We will propose a full scheme to be developped on a large scale at a later stage and we will provide significant samples of the full-scale project in the present proposal.
The process of construction of linguistic data bases is identical for all languages. However, linguistic differences among languages may change certain volumes of data, and hence the duration of certain phrases of growth. Also, differences are reflected in the sizes of the teams and the starting date of the RELEX project. But for all teams concerned with the electronic dictionaries, the methods and the formats used are the same.
A distinction is made between the Kernel vocabulary, that is the vocabulary for which syntactic and semantic information can be elicited among linguists, and the Satellite vocabulary, which includes technical terms not in use by the general public. Terminology belongs to the Satellite vocabulary. The Satellite vocabulary can be encoded by linguist at best at the morphological level, but its detailed description will require the knowledge of specialists in each field.
By'electronic dictionary', we mean a computerized dictionary intended for use in rather sophisticated computer operations, such as recognizing a complex technical term in a text to be automatically indexed or parsing a text in order to translate it into another language and/or a phonetic form. Such elementary operations are the preliminary steps necessary in systems of translation or information retrieval. Electronic dictionaries are thus sharply distinguished from ordinary commercial dictionaries which have been computerized. In general phototypesetting is the motivation for computerizing dictionaries, but there are now non paper versions (i.e. CD ROMs) derived from the paper version to which an automatic look-up procedure has been added for use by the general reader.

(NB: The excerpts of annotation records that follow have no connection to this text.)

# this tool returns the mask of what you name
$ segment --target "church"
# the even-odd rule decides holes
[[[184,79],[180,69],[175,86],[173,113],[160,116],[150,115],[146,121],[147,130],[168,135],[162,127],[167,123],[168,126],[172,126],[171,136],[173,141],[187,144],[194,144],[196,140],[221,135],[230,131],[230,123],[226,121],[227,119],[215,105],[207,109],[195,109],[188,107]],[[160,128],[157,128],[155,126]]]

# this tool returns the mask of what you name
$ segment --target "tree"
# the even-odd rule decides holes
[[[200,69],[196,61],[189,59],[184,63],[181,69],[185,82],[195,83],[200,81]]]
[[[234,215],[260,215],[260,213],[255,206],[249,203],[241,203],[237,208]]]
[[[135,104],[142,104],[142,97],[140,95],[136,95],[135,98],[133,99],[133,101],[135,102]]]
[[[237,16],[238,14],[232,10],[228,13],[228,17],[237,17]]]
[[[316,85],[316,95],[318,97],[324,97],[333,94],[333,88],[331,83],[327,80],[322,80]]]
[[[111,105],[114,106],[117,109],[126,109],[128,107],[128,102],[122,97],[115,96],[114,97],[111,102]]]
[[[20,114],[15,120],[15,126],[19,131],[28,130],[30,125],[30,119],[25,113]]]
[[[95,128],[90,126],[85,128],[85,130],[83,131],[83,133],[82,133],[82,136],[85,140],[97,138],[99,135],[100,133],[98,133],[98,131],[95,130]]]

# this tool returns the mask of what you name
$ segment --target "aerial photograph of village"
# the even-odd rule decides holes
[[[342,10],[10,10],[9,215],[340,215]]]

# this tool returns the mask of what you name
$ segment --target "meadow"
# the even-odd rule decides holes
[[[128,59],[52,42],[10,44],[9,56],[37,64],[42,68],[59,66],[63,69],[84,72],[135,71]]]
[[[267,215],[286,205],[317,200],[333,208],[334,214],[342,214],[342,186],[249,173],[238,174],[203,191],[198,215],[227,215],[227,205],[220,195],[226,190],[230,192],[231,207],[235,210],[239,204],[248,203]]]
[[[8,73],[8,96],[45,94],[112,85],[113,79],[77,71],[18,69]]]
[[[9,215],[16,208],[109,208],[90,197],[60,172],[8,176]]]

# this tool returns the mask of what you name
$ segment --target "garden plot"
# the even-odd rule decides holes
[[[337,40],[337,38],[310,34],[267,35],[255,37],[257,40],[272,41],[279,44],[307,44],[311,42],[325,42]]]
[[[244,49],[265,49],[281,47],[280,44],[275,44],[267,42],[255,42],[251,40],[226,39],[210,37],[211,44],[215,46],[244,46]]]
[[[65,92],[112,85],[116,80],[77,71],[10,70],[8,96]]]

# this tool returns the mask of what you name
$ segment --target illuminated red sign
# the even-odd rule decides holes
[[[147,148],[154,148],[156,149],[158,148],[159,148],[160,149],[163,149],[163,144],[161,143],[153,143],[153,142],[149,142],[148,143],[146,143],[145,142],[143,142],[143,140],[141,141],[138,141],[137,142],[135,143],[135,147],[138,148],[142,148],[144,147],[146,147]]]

Electronic dictionaries differ in several crucial ways from ordinary dictionaries :
Coverage provided by commercial dictionaries is determined by a compromise between several non linguistic parameters. It even appears that the rational approach to coverage is done in terms of marketing: a public for a dictionary and the corresponding selling price are determined, the linguistic coverage then follows. Suppose for example, that some publisher feels there is a need for a language rather than an encyclopedic dictionary, and that the price is placed at 30 ECUs. Since the amount of information attached to each entry (explanations and examples) is constrained by tradition, and mostly competition among publishers, the size in number of characters, is determined, and the number of entries is going to be about 50.000.
Large number of entries are left out on various grounds. Although dictionaries do contain a substantial amount of scientific and technical vocabulary, it is clear that many terms are not included.
First of all, given the uses foreseen for them, electronic dictionaries should be complete. If a word in a sentence is not recognized, the chances are that the parsing process of the sentence will fail. Syntactic computations may easily enter into unstable conditions, and there are many ways in which a recognition procedure may fail. For example, if one character is not recognized (by an optical reader or due to a spelling or typing mistake, etc.), the word that contains this character will not be recognized (and spelling correctors may fail). But then, the sentence containing the word will not be analyzed. This negative magnifying effect distinguishes computer processes from the corresponding human processes, where the effect of a mistake can often be kept local, avoiding the perception operation being affected in its totality.
Another difference between electronic and commercial dictionaries lies in the nature of the information attached to lexical items. Common grammatical information such as gender, number, person, tense, case, are often attached to endings, they have to be put in computerized form. However, some formal requirements reveal deficiencies in ordinary dictionaries. Let us take the example of the French electronic dictionary DELA (cf. annex 1). The strategy adopted to describe the set of French words has been the following. Entries in the traditional form have been compiled. The information necessary for deriving all forms of each entry has been introduced. Thus a complete set of inflected words can be generated from the dictionary entries. At this point, it is easy to verify that even a mark such as the plural of nouns has been poorly represented in commercial dictionaries. In general a default rule is used in ordinary dictionary: "if unspecified, the plural is formed by suffixing an -s to the word". As a consequence, such a rule applies to all subentries of a given entry. For example, the plural of ocean is oceans, however, ocean in Pacific ocean which has no plural will have to be constrained; in the same way, the noun effect has the plural form effects, but not in the adverbial form in effect; there are thousands such situations which must be encoded individually.
Building a computer dictionary involves the preliminary step of entering a list of words of the corresponding language. Such a step has always seemed trivial to most computer specialists who have concerned themselves with the complex procedures of syntactic and semantic analysis since the early days of mechanical translation. In general, they considered that appending a dictionary to their programs simply involves "keying in" the entries of some commercially available dictionary.
Inflecting the entries of a commercial dictionary in order to get the full set of words found in texts (e.g. nouns in plural, conjugated verbs) has never been a major concern to computer specialists, especially to those dealing with English which is a language with a rather simple system of inflection. Again, it is generally throught that the information contained in available dictionaries and grammars is sufficient to build a program of inflection. But the problem is by no means simple, and numerous questions, both linguistic and computational, have to be solved, in order to get a meaningful representation of what is commonly thought to exist under the term: the set of words of a given language.